E aí? O que as Agências de Regulação terão a atestar e a assegurar (além de necessários e recorrentes reequilíbrios de preços para manter a economicidade e atratividade das concessões)?

Ou seja, apesar da vontade dos operadores institucionais das concessões – entendam-se, aqueles que não assumem riscos diretos nas operações como os empreendedores e o Poder Concedente, mas, que prestam serviços para estes atores –, há um período de clara inflexão na “curva de aprendizado” das concessões.

Principalmente porque o período de ajuste macroeconômico (e a turbulência política) assim impõe no curto prazo.

Por outro lado, o Poder Concedente, como já reiterado, na sua visão imediatista, prefere o endividamento das unidades federadas a se debruçar seriamente sobre alternativas de compartilhamento de riscos e de oportunidades com os agentes privados.

Quando aborda os investimentos – quer sob a ótica imediatista, quer sob a ótica estruturante das concessões – de há muito mantém uma “visão horizontal” de atuação (pois sequer se pode dizer que há planejamento de suas ações).

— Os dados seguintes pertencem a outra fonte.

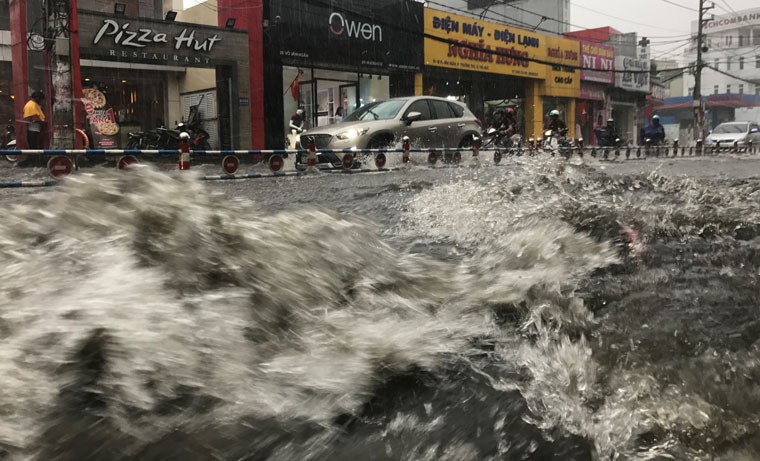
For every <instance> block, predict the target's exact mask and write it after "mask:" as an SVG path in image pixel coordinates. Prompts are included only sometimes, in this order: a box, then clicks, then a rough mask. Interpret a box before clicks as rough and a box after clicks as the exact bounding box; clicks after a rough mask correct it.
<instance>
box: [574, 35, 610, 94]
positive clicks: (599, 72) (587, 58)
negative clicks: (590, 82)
mask: <svg viewBox="0 0 760 461" xmlns="http://www.w3.org/2000/svg"><path fill="white" fill-rule="evenodd" d="M581 66H582V67H583V70H581V80H586V81H589V82H598V83H606V84H608V85H611V84H613V83H615V76H614V75H613V74H612V70H614V69H615V48H613V47H611V46H607V45H600V44H599V43H592V42H581Z"/></svg>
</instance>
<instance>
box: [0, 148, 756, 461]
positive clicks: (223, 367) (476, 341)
mask: <svg viewBox="0 0 760 461" xmlns="http://www.w3.org/2000/svg"><path fill="white" fill-rule="evenodd" d="M450 179H451V178H450ZM724 186H725V185H724ZM728 191H730V193H729V192H728ZM758 191H760V187H759V186H758V184H756V183H752V182H743V183H737V184H731V185H730V186H726V189H725V190H721V189H718V188H715V187H714V186H712V185H711V184H708V183H704V182H699V181H693V180H687V179H668V178H664V177H659V176H657V175H651V176H648V177H623V178H610V177H607V176H603V175H601V174H598V173H596V172H595V171H593V170H592V169H589V168H587V167H586V166H584V165H572V164H570V165H568V164H565V163H564V162H556V161H554V160H551V159H547V160H537V159H532V160H531V163H529V164H528V163H526V164H524V165H522V167H521V168H515V169H514V170H508V171H505V173H504V174H503V175H502V176H497V177H496V178H494V177H493V176H488V177H486V176H485V175H484V176H483V177H482V178H478V177H477V175H476V177H475V178H473V179H457V178H453V179H451V180H446V181H441V183H440V184H436V185H430V186H429V187H423V188H419V189H414V190H409V191H407V192H408V194H407V193H406V192H405V193H402V194H400V195H399V194H394V195H393V197H392V198H389V201H390V203H391V206H392V207H393V208H394V209H395V210H396V211H397V212H398V214H399V219H398V224H397V226H396V227H395V228H394V229H392V230H391V233H392V234H393V235H395V236H396V238H399V239H402V240H406V241H408V242H410V244H411V246H413V247H414V248H423V249H424V248H425V247H428V248H433V247H435V246H436V245H440V246H443V247H444V248H446V249H448V251H447V253H446V254H447V256H446V257H443V258H441V257H434V256H433V254H432V253H435V252H434V251H431V255H426V254H420V252H409V251H401V250H398V249H397V248H396V247H395V246H392V245H390V244H389V243H386V242H385V241H384V239H385V237H387V235H386V234H387V233H388V231H387V230H386V231H385V232H384V231H383V230H382V229H381V228H379V227H378V225H377V224H375V223H372V222H370V221H368V220H366V219H362V218H358V217H349V216H345V215H340V214H337V213H335V212H333V211H330V210H328V209H326V208H318V207H313V206H312V207H309V209H296V210H289V211H286V212H281V213H271V212H269V211H267V210H264V209H261V208H259V206H257V205H255V204H252V203H249V202H243V201H240V202H236V203H229V201H227V200H225V199H224V198H223V197H221V196H218V195H215V194H213V193H212V192H211V191H210V190H209V189H208V188H206V187H204V186H203V185H201V184H200V183H199V182H197V181H195V180H193V179H192V178H190V179H187V178H186V179H172V178H169V177H167V176H165V175H164V174H161V173H159V172H157V171H155V170H153V169H151V168H147V167H141V168H138V169H136V170H135V171H133V172H131V173H130V174H128V175H125V174H118V173H108V174H106V173H98V174H97V175H94V176H82V177H76V178H71V179H69V180H67V184H66V185H65V186H64V187H62V188H61V189H59V190H57V191H55V192H53V193H52V194H50V195H44V196H39V197H36V198H34V197H33V198H30V200H29V201H28V202H24V203H23V204H19V205H16V206H14V207H12V208H11V209H10V210H9V211H8V212H7V213H6V215H5V217H4V220H3V221H2V222H1V223H0V259H2V260H3V262H4V264H3V265H2V266H0V275H1V277H0V280H2V284H1V285H0V338H1V339H0V355H1V356H2V358H1V359H0V372H1V373H0V375H2V376H3V377H4V380H3V383H4V387H3V388H2V389H1V390H0V408H2V410H0V411H2V412H3V418H2V422H0V455H1V454H2V452H3V450H5V451H6V452H7V456H9V457H10V459H25V458H27V457H34V458H37V459H84V458H90V459H131V458H139V459H168V458H170V457H171V456H175V457H176V456H180V457H181V454H184V455H185V458H184V459H326V458H327V459H364V458H366V459H369V458H373V457H374V458H376V459H431V460H432V459H451V460H455V459H456V460H459V459H589V458H590V457H593V458H594V459H658V457H661V458H660V459H664V458H668V457H670V458H675V459H700V457H704V458H702V459H710V458H708V456H714V457H716V459H755V458H756V457H753V456H754V455H756V454H757V453H758V447H757V436H758V432H757V429H756V428H757V424H754V423H756V422H757V419H756V418H757V417H756V416H754V414H756V413H757V412H756V411H755V412H753V411H752V410H757V409H760V396H758V394H757V391H756V390H755V388H754V387H753V386H752V383H756V378H757V377H758V373H760V359H759V356H758V347H757V346H758V345H757V343H754V344H753V341H756V339H757V336H754V337H753V336H752V335H753V332H755V331H757V330H753V328H755V327H756V325H757V323H756V321H755V323H754V324H752V323H751V322H744V321H743V320H737V319H736V318H734V314H731V315H728V314H727V315H726V318H725V319H724V320H725V321H724V324H723V326H722V328H723V329H724V330H725V335H726V336H731V335H738V336H736V337H734V338H733V340H732V341H733V342H731V341H728V342H725V341H722V339H721V338H722V337H723V336H721V334H715V333H713V332H711V331H709V330H708V328H707V326H701V327H696V326H694V325H691V324H683V325H682V322H685V321H687V320H692V319H693V318H698V317H699V316H700V315H701V316H705V317H707V318H710V319H711V320H712V321H714V322H715V323H718V319H716V318H714V316H715V309H712V310H709V309H707V308H706V307H705V305H704V304H702V303H701V302H700V301H699V299H700V297H703V296H709V295H706V294H704V293H696V292H697V291H698V290H699V287H700V285H701V284H703V283H710V282H712V283H713V284H714V285H715V284H716V283H717V285H715V286H711V287H705V288H711V290H706V289H705V290H704V291H705V293H712V296H713V297H715V298H717V297H719V296H728V295H732V296H734V298H735V299H736V300H737V301H736V302H737V304H741V306H737V308H736V311H737V312H741V313H742V315H745V316H746V318H747V320H749V318H750V316H751V312H752V310H751V308H752V305H751V302H752V299H753V298H752V297H751V296H752V295H751V294H749V293H750V292H749V290H750V289H751V287H753V286H755V287H756V285H755V284H756V283H757V280H758V275H760V274H758V272H757V263H758V261H757V260H756V255H757V254H758V253H757V247H756V246H755V245H756V243H755V237H756V235H757V233H758V232H760V218H759V217H760V214H759V211H760V210H759V209H758V206H757V205H756V204H757V203H758V202H757V199H758V198H760V197H758V195H759V194H760V192H758ZM452 204H456V206H452ZM707 239H710V240H709V245H717V246H716V247H715V248H718V247H720V248H719V250H718V251H712V250H711V248H710V247H709V245H706V244H705V243H704V242H706V241H708V240H707ZM700 245H701V246H700ZM423 253H424V251H423ZM711 255H712V256H711ZM727 255H733V256H727ZM753 255H755V256H753ZM711 258H712V259H711ZM721 259H722V261H720V262H719V261H718V260H721ZM717 266H720V267H717ZM713 269H714V270H713ZM679 277H680V278H679ZM715 280H718V282H715ZM653 290H654V291H653ZM647 292H653V293H654V295H645V293H647ZM658 293H659V295H660V297H659V299H657V298H656V295H657V294H658ZM702 299H703V300H704V299H705V298H704V297H703V298H702ZM754 299H755V300H756V299H757V298H756V297H755V298H754ZM658 302H660V303H665V304H667V303H669V304H670V308H669V309H667V308H662V309H660V310H659V311H656V309H658V308H659V307H660V306H658V305H657V304H656V303H658ZM707 305H708V306H710V305H711V304H709V303H708V304H707ZM695 306H697V307H695ZM718 306H720V307H721V308H725V309H729V308H732V307H733V306H731V302H728V301H724V302H723V304H720V303H718ZM756 306H757V304H755V305H754V307H755V308H756ZM668 315H670V316H672V317H673V318H667V316H668ZM658 316H662V318H659V320H660V323H659V324H655V323H654V322H655V319H657V318H658ZM648 319H651V321H650V320H648ZM745 323H746V325H745ZM753 325H754V326H753ZM674 330H675V331H674ZM753 338H754V339H753ZM699 341H702V343H699ZM698 343H699V344H698ZM729 343H730V344H729ZM702 344H704V346H703V345H702ZM662 349H665V350H667V351H668V352H665V351H663V350H662ZM658 351H659V355H658V354H657V352H658ZM706 381H707V382H706ZM753 424H754V425H753ZM0 457H2V456H0Z"/></svg>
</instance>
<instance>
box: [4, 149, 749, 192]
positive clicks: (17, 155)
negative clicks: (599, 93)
mask: <svg viewBox="0 0 760 461" xmlns="http://www.w3.org/2000/svg"><path fill="white" fill-rule="evenodd" d="M623 149H624V150H621V147H595V146H591V147H560V148H554V149H548V148H542V147H540V143H539V142H533V143H529V144H528V145H527V146H526V147H511V148H493V147H490V148H486V149H483V148H481V145H480V140H479V139H475V140H474V142H473V144H472V145H471V146H470V147H463V148H411V147H410V144H409V142H408V140H407V139H404V140H403V142H402V145H401V147H400V148H388V149H317V148H316V146H315V145H314V144H313V142H312V143H310V144H309V145H308V149H252V150H208V151H203V150H196V151H192V152H189V149H188V151H185V152H183V150H139V149H113V150H104V149H66V150H62V149H47V150H29V149H27V150H0V156H5V155H17V156H40V157H43V158H47V159H48V160H47V162H46V164H47V168H48V171H49V173H50V175H51V176H52V177H53V178H54V179H61V178H63V177H66V176H68V175H70V174H71V173H72V172H73V171H75V170H77V169H79V162H80V161H81V159H83V158H84V159H91V158H103V157H106V158H107V159H113V160H115V164H116V167H117V168H119V169H125V168H127V167H129V166H130V165H133V164H136V163H139V162H140V161H142V160H147V159H159V160H161V159H165V160H171V159H172V158H173V159H175V161H176V162H177V163H176V164H177V165H178V168H179V169H180V170H187V169H189V168H190V165H191V162H192V161H196V162H202V163H208V161H209V160H210V159H212V158H216V157H220V158H221V169H222V171H223V172H224V173H225V174H223V175H221V176H218V178H219V179H242V178H259V177H277V176H282V175H283V173H281V172H282V170H283V168H284V167H285V159H286V158H289V156H291V155H294V156H295V157H296V159H299V158H301V157H303V156H305V158H306V167H307V169H306V171H307V172H313V171H328V170H332V169H334V170H343V171H344V172H368V171H391V170H393V169H387V168H386V165H387V161H388V155H390V154H401V159H400V160H401V165H402V167H406V168H408V167H409V166H411V165H412V161H411V154H413V153H414V154H427V162H428V164H429V165H430V166H435V165H436V164H437V163H438V161H439V160H442V161H443V162H444V163H445V164H448V165H454V166H456V165H459V164H460V163H461V160H462V154H463V153H471V155H472V157H471V158H472V164H473V165H479V164H480V157H481V154H483V153H493V163H494V164H495V165H498V164H500V163H501V161H502V159H503V158H504V157H505V156H513V157H519V156H534V155H537V154H539V153H546V154H549V155H553V156H554V155H558V156H565V157H569V156H571V155H575V154H577V155H579V156H581V157H583V156H585V155H586V154H588V155H590V156H591V157H593V158H596V159H597V160H601V161H613V160H617V161H619V160H644V159H646V158H649V157H655V158H657V157H665V158H677V157H678V156H679V151H680V157H682V158H683V157H687V156H689V157H693V156H708V155H712V156H714V155H719V154H722V153H733V154H756V153H758V150H759V149H758V146H757V145H755V144H753V143H746V144H742V145H739V144H738V143H734V144H733V145H730V146H723V145H720V144H710V145H703V144H702V143H701V142H700V143H697V145H696V146H689V147H688V148H687V147H686V146H679V144H678V142H677V141H676V142H674V143H673V145H672V146H625V147H624V148H623ZM320 153H321V154H336V155H340V157H339V158H340V160H341V163H340V165H330V164H328V166H327V168H317V167H318V166H321V165H324V164H321V163H318V159H317V157H318V154H320ZM621 155H624V159H623V158H622V157H621ZM359 158H360V159H361V160H364V162H363V164H364V165H367V164H369V163H368V162H367V160H369V159H370V158H372V159H374V166H375V169H368V168H357V167H356V165H357V163H356V162H357V159H359ZM243 161H246V162H248V163H254V164H257V163H259V162H262V161H264V162H265V163H266V165H267V166H268V167H269V170H270V171H271V172H272V175H264V174H259V173H255V174H250V175H248V174H243V175H237V176H236V175H235V174H236V173H237V172H238V171H239V168H240V166H241V164H242V163H243ZM294 174H302V172H296V173H294ZM208 178H214V176H209V177H208ZM43 183H44V185H51V184H55V183H56V181H52V183H51V182H50V181H47V182H40V181H13V182H7V183H0V188H3V187H34V186H36V185H41V184H43Z"/></svg>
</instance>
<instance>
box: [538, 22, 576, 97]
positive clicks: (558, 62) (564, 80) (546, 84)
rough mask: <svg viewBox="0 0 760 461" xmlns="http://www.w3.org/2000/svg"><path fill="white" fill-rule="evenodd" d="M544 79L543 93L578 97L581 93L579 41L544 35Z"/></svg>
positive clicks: (550, 95)
mask: <svg viewBox="0 0 760 461" xmlns="http://www.w3.org/2000/svg"><path fill="white" fill-rule="evenodd" d="M544 41H545V42H546V58H545V59H546V61H547V62H549V63H552V64H548V65H546V68H547V69H546V80H545V82H544V95H545V96H557V97H562V98H578V97H580V95H581V79H580V69H579V68H580V64H581V55H580V53H581V51H580V43H579V42H577V41H575V40H569V39H566V38H560V37H548V36H547V37H545V38H544Z"/></svg>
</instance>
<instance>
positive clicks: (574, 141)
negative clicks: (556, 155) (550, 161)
mask: <svg viewBox="0 0 760 461" xmlns="http://www.w3.org/2000/svg"><path fill="white" fill-rule="evenodd" d="M575 147H576V146H575V141H574V140H573V139H572V138H570V137H568V136H567V128H562V129H561V130H559V132H554V131H552V130H546V131H545V132H544V140H543V149H544V152H547V153H550V154H551V155H552V156H554V155H555V154H557V153H559V154H560V155H562V156H563V157H565V158H570V156H572V155H573V151H574V150H575Z"/></svg>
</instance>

Ou seja, inexiste uma “visão vertical” – que permite “matriciar” intervenções a partir de efeitos comuns e multiplicadores – o que é fatal quando se tratam de projetos de intervenção de longo prazo como o são os projetos de concessão.

Daí querer mudar a curva através do espichamento (sic) do ponto…ou se arrastar o ponto para que o ponto se transforme em curva…o que melancolicamente acontece principalmente em cidades de grande porte.

E, cujo maior defeito visível (porque os invisíveis só aparecerão na execução), é querer travestir contratos de fornecimento devido à sua grande escala de suprimento, sem atentar para suas sinergias com outras intervenções que lhes antecedem ou sucedem em geração de valor, pagando pelo fornecimento de soluções quando a consideração dessas suas sinergias poderia redundar em recebimentos pela geração de receitas complementares ou acessórias derivadas de sua implementação.

Se nos projetos isolados de fornecimento isso não tem nenhuma grande importância, nos projetos estruturantes, é a diferença que pode redundar ou em ganho de caixa direto para o Poder Concedente ou em ganho que o Poder Concedente pode pedir como contrapartida para diminuir o custo da oferta de serviços de interesse público, direta ou indiretamente, para o usuário final desses projetos.

Não por mero acaso, um dos principais resultados que motivam o uso das operações de concessão (notadamente das concessões sob PPP) como instrumentos relevantes de gestão pública.